Product Levels in Marketing

While planning a product or service offering, marketers need to consider five product levels. Each level adds additional customer value. The product levels are:

  • Core Benefit: The fundamental benefit or service the customer is truly purchasing.
  • Basic Product: The core benefit transformed into a tangible or basic offering.
  • Expected Product: The set of attributes buyers typically anticipate when acquiring a specific product.
  • Augmented Product: An offering that surpasses customers’ initial expectations.
  • Potential Product: Encompasses all conceivable changes and transformations a product might undergo in the future.

Product Classification Methods

Products can be classified based on characteristics such as durability, tangibility, and usage (consumer or industrial). Products are broadly classified based on usage into two main types:

  1. Consumer Products
  2. Industrial Products

Consumer Products

Consumer goods are those ultimately used by consumers or households in forms that require no further commercial processing. These can be classified into three groups based on durability and tangibility:

  1. Consumer Non-Durable Goods

    Non-durable goods are tangible items normally consumed in one or a few uses. They are depleted with consumption and are generally purchased frequently, consumed quickly, and often bought without much effort or as a habit.

  2. Consumer Durable Goods

    These are tangible goods that survive many uses. They typically require more personal selling and service, command higher margins, and necessitate after-sales service and stronger seller guarantees.

  3. Services

    Services are intangible, perishable, variable, and inseparable products. They normally require more stringent quality control, supplier credibility, and adaptability.

Consumer goods can also be classified based on shopping habits. Accordingly, these can be divided into the following categories:

  • Convenience Goods

    Consumers usually purchase convenience goods frequently, immediately, and without spending much effort. Examples include soaps, newspapers, and tobacco products.

  • Shopping Goods

    Purchases of shopping goods involve considerable time and effort on the part of the consumer. Consumers typically compare and contrast various available options based on suitability, quality, price, and style.

  • Specialty Goods

    These goods have unique attributes or brand identification for which a sufficient number of buyers are willing to make a special purchasing effort.

  • Unsought Goods

    These are goods about which buyers are not aware or normally do not think of buying. Typical examples include reference books, insurance, and encyclopedias.

Industrial Goods

Industrial goods are primarily sold to businesses and industrial organizations for use in manufacturing other goods or for providing services.

Materials and Parts

Materials and parts are industrial goods that fully integrate into the manufacturer’s product. They fall into two classes: raw materials and manufactured materials and parts.

Raw Materials

Raw materials, in turn, fall into two major groups: farm products and natural products.

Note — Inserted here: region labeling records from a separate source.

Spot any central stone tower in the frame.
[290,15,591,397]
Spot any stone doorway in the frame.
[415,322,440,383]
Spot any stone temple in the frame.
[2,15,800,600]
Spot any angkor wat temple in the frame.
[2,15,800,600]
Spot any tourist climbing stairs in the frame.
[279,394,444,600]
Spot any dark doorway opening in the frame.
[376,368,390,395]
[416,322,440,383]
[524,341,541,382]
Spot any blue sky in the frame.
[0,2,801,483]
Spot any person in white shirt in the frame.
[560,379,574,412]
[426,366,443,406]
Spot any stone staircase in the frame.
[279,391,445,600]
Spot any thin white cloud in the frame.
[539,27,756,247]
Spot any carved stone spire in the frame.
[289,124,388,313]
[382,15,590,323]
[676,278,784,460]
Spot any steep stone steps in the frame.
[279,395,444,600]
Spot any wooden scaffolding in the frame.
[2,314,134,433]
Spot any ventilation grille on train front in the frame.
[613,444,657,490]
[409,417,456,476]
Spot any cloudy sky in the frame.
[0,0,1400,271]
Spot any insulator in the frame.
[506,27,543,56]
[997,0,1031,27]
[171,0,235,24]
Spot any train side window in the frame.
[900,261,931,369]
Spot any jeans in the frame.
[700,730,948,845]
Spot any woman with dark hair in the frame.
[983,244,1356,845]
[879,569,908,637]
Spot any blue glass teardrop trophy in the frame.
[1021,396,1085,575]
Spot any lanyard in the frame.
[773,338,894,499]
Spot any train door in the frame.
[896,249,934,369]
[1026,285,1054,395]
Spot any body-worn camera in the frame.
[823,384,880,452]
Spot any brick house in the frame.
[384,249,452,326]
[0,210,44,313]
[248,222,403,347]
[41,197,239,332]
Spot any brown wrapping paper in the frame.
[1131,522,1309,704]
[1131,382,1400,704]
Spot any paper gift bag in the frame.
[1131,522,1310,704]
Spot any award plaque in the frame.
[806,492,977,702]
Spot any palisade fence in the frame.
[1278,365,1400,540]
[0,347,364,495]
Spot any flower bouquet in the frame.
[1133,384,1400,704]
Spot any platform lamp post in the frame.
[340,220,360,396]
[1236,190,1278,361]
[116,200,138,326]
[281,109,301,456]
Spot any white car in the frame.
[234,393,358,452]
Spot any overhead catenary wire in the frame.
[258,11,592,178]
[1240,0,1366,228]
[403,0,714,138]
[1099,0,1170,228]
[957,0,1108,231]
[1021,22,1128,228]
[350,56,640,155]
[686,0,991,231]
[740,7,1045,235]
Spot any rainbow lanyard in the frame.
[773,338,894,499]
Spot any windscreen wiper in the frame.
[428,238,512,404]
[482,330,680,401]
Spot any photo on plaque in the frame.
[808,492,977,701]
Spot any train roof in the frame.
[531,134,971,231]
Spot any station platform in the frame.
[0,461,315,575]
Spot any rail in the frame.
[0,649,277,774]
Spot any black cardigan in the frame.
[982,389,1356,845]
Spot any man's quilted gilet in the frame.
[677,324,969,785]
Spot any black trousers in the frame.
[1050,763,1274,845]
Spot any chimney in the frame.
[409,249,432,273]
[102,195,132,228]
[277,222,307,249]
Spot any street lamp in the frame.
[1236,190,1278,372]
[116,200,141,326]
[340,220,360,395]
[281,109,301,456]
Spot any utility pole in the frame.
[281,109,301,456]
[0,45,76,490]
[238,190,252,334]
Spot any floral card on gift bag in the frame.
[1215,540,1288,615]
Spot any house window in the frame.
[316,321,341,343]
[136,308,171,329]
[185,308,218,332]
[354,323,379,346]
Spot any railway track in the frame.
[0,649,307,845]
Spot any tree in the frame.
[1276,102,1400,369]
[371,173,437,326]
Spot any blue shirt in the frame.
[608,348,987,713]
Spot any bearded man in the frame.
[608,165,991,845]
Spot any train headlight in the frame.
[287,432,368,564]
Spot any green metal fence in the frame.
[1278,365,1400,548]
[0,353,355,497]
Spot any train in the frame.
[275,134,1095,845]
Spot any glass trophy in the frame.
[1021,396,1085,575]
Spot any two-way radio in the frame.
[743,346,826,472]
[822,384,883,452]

  • Farm Products: Supplied by numerous producers, these are often handled by intermediaries who provide assembly, grading, storage, transportation, and selling services. Examples include food grains, fruits, vegetables, and cotton.
  • Natural Products: Limited in supply, they possess great bulk and low value and must be transported from producer to user.
Manufactured Materials and Parts

Manufactured materials and parts fall into two categories: component materials (e.g., iron, yarn, cement, wire) and component parts (e.g., electric motors, pneumatic cylinders, tires, castings, and forgings).

Capital Items

These are long-lasting goods that facilitate the development and management of the finished product. They fall under two categories: installations and equipment.

Installations

Installations consist of buildings, factories, offices, and utility equipment such as air compressors, boilers, generators, powerful computers, servers, and elevators.

Equipment

Equipment comprises portable factory equipment and tools (e.g., hand tools, lift trucks) and office equipment (e.g., desktops, laptops, and copier machines). Quality, features, price, and service are major purchasing considerations for these items.

Supplies and Business Services

Supplies and business services are short-term goods and services essential for product development and management. Supplies are categorized into two kinds: maintenance and repair items (e.g., paint, nails).

Business Services

Business services include maintenance and repair services (e.g., air conditioner, copier machine repair services).